On Mar 22, 2007, at 2:08 PM, Courtenay wrote:

>
> On 3/22/07, Brad Ediger <[EMAIL PROTECTED]> wrote:
>>> The point is, answering these questions is hard.  Witness the
>>> confusion in this thread alone.  DIY cryptosystems are hard:
>>> professionals fail.  WEP failed.  Does it make sense to push all  
>>> these
>>> questions onto each new Rails developer's shoulders?
>>
>> And I think that is exactly what it comes to. That's kind of where I
>> landed with that post when I started considering what user_id really
>> meant.
>>
>> As neat as cookie sessions are, I don't think I'm going to use them
>> to store authentication info anymore. Too many question marks.
>
> You're forgetting that:
>     (a) sessions already use cookies to store the session ID, so any
> issues with cookie interception or other attacks apply to all session
> storage methods.
>     (b) you can't change the contents of the cookie or it will fail  
> the HMAC.
>
> If you're overly concerned with "user_id" haxoring, just use a guid
> instead of DB id in your User.find

Umm... did you read the thread? No, I'm not forgetting any of that,  
and those are not my points at all.

(a) Cookie sessions are vulnerable to replay attacks, because the  
client can present *any* cookie that it has seen to the server, not  
just the most recently sent one. On the other hand, server-side  
storage methods are not vulnerable because the session ID always  
references the latest version of the session.

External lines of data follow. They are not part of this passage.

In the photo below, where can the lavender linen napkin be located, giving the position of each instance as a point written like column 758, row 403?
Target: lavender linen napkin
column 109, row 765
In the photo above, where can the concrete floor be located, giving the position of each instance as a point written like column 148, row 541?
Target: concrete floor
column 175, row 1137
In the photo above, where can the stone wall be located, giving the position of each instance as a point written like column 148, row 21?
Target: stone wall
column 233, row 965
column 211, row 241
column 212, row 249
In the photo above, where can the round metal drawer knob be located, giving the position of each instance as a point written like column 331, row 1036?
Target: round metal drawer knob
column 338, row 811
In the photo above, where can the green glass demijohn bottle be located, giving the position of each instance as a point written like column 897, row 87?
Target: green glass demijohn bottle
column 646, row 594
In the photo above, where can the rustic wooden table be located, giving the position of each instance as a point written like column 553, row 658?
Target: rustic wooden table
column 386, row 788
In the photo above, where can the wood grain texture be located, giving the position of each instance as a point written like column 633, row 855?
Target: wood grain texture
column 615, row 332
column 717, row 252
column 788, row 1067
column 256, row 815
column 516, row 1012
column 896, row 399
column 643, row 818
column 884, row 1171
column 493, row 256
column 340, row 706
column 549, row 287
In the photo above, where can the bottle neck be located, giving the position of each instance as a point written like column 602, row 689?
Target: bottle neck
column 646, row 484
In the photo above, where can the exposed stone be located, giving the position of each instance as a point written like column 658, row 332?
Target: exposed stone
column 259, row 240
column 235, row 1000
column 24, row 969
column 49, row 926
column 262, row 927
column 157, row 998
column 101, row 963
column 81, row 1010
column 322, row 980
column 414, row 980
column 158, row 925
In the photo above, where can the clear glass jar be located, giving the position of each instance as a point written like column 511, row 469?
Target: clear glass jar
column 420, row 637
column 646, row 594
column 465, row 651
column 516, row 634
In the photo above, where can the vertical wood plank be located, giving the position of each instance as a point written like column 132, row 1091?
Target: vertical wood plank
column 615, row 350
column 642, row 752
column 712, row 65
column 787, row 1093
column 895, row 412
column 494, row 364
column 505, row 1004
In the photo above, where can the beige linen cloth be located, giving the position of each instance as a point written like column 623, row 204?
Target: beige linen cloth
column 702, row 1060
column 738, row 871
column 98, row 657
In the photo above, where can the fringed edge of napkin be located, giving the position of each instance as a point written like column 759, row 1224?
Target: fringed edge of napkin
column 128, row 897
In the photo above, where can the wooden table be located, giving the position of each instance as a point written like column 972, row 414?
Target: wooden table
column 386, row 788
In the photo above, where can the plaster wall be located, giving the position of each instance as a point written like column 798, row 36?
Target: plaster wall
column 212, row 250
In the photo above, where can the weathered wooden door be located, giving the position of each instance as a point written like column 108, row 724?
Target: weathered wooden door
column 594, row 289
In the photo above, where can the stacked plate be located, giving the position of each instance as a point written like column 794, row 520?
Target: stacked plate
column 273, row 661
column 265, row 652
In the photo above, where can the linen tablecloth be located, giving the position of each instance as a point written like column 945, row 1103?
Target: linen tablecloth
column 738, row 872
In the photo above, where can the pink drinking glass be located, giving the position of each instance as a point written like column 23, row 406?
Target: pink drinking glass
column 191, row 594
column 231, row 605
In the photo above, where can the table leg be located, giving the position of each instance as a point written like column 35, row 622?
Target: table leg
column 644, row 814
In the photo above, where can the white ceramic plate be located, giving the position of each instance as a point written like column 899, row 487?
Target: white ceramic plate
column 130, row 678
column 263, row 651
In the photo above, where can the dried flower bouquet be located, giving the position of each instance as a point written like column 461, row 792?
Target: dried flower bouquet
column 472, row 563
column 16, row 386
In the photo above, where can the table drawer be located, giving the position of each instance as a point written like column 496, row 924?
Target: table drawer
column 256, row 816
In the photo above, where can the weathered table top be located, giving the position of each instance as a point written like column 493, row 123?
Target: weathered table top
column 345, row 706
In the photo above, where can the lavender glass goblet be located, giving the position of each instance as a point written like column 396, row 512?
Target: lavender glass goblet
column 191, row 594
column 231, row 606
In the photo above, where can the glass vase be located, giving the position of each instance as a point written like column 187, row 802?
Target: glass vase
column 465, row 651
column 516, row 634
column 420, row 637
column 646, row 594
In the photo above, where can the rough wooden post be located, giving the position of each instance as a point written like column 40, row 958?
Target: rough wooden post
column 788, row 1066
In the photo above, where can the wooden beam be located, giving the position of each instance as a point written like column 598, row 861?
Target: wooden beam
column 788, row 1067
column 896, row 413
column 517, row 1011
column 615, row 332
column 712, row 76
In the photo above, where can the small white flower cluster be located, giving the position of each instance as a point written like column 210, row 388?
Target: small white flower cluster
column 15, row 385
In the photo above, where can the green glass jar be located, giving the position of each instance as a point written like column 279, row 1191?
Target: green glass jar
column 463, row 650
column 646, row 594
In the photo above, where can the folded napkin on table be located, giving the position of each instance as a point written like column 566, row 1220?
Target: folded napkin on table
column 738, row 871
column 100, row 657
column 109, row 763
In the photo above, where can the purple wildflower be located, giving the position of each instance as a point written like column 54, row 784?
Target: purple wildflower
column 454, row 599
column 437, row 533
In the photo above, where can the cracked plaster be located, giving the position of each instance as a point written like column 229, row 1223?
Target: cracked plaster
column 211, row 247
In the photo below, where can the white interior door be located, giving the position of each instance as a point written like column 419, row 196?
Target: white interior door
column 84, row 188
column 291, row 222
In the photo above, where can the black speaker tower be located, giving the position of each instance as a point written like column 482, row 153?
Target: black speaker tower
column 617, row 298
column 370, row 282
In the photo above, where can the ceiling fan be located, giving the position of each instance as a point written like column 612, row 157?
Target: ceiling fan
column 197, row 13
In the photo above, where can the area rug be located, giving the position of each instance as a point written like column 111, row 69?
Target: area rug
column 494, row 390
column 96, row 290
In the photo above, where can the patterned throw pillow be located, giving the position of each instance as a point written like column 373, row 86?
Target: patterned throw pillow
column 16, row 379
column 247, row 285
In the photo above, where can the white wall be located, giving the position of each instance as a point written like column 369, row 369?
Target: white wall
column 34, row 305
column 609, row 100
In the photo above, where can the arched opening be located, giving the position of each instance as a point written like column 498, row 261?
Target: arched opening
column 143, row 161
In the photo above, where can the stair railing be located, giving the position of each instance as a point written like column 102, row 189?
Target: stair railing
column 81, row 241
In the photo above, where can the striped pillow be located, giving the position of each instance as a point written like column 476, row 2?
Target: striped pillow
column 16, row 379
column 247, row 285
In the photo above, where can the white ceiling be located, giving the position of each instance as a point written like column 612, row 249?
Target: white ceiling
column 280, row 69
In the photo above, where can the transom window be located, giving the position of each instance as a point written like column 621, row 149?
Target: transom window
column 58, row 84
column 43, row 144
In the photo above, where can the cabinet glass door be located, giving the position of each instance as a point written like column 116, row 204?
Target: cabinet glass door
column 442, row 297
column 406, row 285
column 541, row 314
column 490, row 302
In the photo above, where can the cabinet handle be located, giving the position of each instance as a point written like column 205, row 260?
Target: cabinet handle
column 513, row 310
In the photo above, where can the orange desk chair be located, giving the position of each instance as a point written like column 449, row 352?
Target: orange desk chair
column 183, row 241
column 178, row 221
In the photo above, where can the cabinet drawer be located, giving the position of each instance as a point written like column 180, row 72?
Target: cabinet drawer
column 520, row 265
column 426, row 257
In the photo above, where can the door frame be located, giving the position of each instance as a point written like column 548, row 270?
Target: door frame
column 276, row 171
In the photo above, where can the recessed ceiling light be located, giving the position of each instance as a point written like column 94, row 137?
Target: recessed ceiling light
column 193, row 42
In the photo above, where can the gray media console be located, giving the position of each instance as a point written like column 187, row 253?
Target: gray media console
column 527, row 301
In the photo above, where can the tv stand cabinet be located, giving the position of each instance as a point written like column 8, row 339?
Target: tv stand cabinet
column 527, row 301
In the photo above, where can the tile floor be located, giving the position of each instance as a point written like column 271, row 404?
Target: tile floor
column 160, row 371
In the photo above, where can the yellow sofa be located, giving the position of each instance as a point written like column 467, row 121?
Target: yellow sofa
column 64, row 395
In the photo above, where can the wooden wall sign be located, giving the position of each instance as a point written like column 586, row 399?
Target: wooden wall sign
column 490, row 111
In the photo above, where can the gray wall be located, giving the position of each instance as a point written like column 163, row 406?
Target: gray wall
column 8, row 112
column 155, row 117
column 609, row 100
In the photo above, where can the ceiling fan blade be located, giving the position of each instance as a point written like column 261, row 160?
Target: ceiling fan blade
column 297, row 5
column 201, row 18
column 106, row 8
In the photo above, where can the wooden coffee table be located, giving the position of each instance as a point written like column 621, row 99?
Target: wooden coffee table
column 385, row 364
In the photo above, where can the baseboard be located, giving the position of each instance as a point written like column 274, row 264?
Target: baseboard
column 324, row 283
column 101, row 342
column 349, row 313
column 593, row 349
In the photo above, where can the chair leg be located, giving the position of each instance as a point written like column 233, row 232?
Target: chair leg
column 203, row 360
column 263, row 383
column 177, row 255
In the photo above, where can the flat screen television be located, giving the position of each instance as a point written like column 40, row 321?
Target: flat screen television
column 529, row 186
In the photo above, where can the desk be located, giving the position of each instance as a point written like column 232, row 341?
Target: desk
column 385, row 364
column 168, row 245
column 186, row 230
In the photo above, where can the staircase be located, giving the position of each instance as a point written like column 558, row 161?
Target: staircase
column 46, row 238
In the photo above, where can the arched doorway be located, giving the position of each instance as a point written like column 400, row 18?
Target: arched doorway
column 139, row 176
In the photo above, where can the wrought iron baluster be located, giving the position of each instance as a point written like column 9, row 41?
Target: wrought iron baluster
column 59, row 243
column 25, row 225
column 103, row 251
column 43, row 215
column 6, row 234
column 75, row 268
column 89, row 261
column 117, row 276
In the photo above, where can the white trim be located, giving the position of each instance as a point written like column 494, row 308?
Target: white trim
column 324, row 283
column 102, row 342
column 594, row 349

(b) Of course the HMAC would fail if you change the session. I'm not  
talking about changing the session. I never was. What worries me is  
this:

1. I log in; I get session cookie A which corresponds to  
"user_id=12345" with the HMAC and everything.
2. I log out and my session cookie is "deleted" -- in the sense of  
not being presented to the server anymore. It may hang out on disk or  
memory.
3. Someone finds the session and presents it to the server. Since it  
is signed by the server, it is accepted and that user is logged in.

Suddenly, a token which had no value after logout (a session ID) now  
has immense value (session cookie) because possession of it allows  
one to impersonate me at any time in the future.